Foi criada, em 24 de agosto, uma comissão de juristas, liderada pelo Ministro do Superior de Justiça (STJ) Luis Felipe Salomão, que será responsável por apresentar o anteprojeto de atualização do Código Civil (Lei 10.406/2002). Para tal, uma questão que se apresenta é: será necessária uma reforma ampla da Lei 10.406, documento legislativo que há pouco comemorou seus 20 anos de promulgação?
Penso que não. Trata-se de um código moderno e sistemático, que operou uma reforma significativa em nossa legislação civil, particularmente no que se refere ao direito das obrigações.
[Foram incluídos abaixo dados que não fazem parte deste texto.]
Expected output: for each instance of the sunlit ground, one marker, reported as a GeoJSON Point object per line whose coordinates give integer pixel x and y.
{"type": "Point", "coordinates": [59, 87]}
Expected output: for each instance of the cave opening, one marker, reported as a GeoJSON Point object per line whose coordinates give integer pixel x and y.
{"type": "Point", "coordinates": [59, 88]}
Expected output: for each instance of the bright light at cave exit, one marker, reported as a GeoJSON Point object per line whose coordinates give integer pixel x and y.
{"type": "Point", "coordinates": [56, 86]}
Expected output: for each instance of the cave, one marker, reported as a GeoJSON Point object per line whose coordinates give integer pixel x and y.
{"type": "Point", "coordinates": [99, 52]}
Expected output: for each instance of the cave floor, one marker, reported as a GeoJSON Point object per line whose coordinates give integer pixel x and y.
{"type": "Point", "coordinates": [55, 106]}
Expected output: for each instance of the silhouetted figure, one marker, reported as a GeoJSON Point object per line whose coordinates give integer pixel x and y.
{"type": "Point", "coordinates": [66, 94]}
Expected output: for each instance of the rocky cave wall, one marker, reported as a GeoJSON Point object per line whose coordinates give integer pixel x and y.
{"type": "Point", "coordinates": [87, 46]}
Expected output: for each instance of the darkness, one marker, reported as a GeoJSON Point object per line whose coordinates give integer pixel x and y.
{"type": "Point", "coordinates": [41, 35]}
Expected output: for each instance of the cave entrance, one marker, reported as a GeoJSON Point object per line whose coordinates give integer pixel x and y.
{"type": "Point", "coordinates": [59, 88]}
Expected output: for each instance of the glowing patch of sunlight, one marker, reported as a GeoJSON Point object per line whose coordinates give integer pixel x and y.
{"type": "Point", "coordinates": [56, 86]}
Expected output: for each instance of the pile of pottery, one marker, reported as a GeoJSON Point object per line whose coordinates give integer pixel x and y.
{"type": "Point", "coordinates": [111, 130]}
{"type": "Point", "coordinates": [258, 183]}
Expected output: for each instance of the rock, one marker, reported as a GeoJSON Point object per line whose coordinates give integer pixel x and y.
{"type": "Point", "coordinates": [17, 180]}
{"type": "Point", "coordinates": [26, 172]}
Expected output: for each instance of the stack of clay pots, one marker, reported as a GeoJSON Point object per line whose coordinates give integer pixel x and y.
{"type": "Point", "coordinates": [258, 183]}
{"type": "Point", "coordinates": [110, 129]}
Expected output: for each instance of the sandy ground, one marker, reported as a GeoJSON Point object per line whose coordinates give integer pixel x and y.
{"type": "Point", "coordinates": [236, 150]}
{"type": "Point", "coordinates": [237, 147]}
A meu ver, há críticas cabíveis ao Livro II do Código Civil, que disciplina “O Direito de Empresa”. A parte referente às sociedades, particularmente às limitadas, deve passar por uma reforma, visando à sua modernização e a evitar o “engessamento” de suas atividades empresariais.
Da mesma forma, cabe uma revisão do instituto do trespasse. Notadamente nos tempos que correm, em que, dado o elevado número de empresas em processos de recuperação judicial, é necessário que se flexibilize a alienação de empreendimentos que, nas mãos de novos empresários, poderiam cumprir sua função social, gerando empregos, pagando impostos e propiciando lucros para seus sócios.
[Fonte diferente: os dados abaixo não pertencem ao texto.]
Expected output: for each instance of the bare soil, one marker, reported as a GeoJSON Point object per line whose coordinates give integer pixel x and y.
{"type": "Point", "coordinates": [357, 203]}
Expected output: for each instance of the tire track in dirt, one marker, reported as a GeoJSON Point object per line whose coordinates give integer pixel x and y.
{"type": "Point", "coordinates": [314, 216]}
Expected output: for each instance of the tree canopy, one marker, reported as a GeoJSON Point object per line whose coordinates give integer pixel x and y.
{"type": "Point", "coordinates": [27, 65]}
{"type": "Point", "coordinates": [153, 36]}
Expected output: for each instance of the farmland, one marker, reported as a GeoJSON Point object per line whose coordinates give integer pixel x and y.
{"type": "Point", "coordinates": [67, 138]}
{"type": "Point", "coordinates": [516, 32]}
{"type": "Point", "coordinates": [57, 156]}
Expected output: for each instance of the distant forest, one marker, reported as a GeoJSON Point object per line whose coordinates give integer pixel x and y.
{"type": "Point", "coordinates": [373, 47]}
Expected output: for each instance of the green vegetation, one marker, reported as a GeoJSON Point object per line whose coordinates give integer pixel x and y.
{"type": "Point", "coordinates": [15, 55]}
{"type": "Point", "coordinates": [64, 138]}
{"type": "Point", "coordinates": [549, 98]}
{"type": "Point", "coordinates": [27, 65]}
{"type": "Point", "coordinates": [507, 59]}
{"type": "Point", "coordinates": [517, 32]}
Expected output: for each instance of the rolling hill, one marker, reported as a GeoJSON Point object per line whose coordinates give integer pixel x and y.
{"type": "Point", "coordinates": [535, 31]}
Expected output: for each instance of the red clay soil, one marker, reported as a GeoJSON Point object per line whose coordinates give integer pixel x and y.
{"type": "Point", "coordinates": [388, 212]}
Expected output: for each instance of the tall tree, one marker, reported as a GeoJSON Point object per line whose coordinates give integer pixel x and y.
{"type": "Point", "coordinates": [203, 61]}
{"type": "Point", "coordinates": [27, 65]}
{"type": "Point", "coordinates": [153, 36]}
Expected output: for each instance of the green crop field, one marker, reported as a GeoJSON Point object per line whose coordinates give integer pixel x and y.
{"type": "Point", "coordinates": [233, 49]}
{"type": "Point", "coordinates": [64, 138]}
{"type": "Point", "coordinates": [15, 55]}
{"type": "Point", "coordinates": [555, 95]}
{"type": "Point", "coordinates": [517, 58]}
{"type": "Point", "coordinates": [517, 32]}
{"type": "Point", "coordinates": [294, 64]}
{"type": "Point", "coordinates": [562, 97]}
O trespasse (ou “venda de empresa”) constitui o negócio jurídico de transferência de determinado empreendimento comercial ou empresarial. O princípio norteador do trespasse é o de resguardar a integridade do estabelecimento, transferindo-o de um empresário para outro.
Mediante o trespasse, em princípio, vende-se o estabelecimento como um todo, com suas instalações físicas (bens móveis, imóveis, utensílios). Da mesma forma, são transferidos os contratos em vigor funcionais para a exploração do estabelecimento, como os de locação, franquia, fornecimento de bens, empréstimos etc.
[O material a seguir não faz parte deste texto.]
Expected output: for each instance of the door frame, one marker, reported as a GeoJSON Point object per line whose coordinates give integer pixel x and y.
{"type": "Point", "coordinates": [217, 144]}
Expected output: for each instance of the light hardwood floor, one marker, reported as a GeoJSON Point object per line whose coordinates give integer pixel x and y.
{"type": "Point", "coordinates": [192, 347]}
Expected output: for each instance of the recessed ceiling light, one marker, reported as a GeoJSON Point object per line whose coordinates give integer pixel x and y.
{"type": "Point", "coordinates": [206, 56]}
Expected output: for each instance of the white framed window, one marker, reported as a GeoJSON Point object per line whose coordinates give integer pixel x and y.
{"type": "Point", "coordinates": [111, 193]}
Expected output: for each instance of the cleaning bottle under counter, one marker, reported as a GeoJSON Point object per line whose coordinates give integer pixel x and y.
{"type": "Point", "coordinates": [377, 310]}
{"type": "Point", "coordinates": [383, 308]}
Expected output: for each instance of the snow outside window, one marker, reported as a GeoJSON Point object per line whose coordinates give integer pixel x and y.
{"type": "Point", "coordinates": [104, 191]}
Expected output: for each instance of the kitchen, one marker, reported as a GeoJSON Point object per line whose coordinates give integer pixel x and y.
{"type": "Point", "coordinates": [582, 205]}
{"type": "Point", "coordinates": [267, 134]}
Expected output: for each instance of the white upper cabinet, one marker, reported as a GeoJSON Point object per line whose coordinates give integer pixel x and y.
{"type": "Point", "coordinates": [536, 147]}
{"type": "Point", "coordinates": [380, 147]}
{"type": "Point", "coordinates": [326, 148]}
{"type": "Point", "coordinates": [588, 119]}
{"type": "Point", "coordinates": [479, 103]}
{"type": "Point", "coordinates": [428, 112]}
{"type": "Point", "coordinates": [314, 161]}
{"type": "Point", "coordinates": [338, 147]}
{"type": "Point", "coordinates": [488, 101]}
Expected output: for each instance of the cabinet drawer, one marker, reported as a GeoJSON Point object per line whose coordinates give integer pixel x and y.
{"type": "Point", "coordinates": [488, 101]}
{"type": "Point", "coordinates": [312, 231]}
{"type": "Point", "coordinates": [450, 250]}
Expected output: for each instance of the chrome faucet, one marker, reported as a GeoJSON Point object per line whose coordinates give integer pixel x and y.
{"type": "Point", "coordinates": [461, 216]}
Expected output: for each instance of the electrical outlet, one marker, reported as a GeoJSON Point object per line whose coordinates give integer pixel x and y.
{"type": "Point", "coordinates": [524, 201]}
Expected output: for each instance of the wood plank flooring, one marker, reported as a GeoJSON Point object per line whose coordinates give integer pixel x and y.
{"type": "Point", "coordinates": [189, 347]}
Suponha-se, por exemplo, uma loja de móveis que está atravessando dificuldades financeiras; seu proprietário pode vender o estabelecimento, como um todo, para um empresário que o sucederá no negócio. O sucessor passa então a ser o novo titular do empreendimento, podendo capitalizá-lo e, instituir melhores práticas de gestão, de forma a torná-lo lucrativo e evitar sua “quebra”.
Tal operação pode também ocorrer no curso do processo de recuperação judicial da empresa, como um dos meios de sua preservação enquanto unidade econômica.
O adquirente do estabelecimento, conforme o artigo 1.146 do Código Civil, cujo objetivo é proteger os credores, sucede o vendedor pelo pagamento dos débitos anteriores à transferência, desde que regularmente contabilizados. Também visando à proteção dos credores, o artigo 1.145 estabelece que se ao alienante não restarem bens suficientes para solver o seu passivo, a eficácia da venda do estabelecimento ficará condicionada ao pagamento de todos os credores, ou ao consentimento deles.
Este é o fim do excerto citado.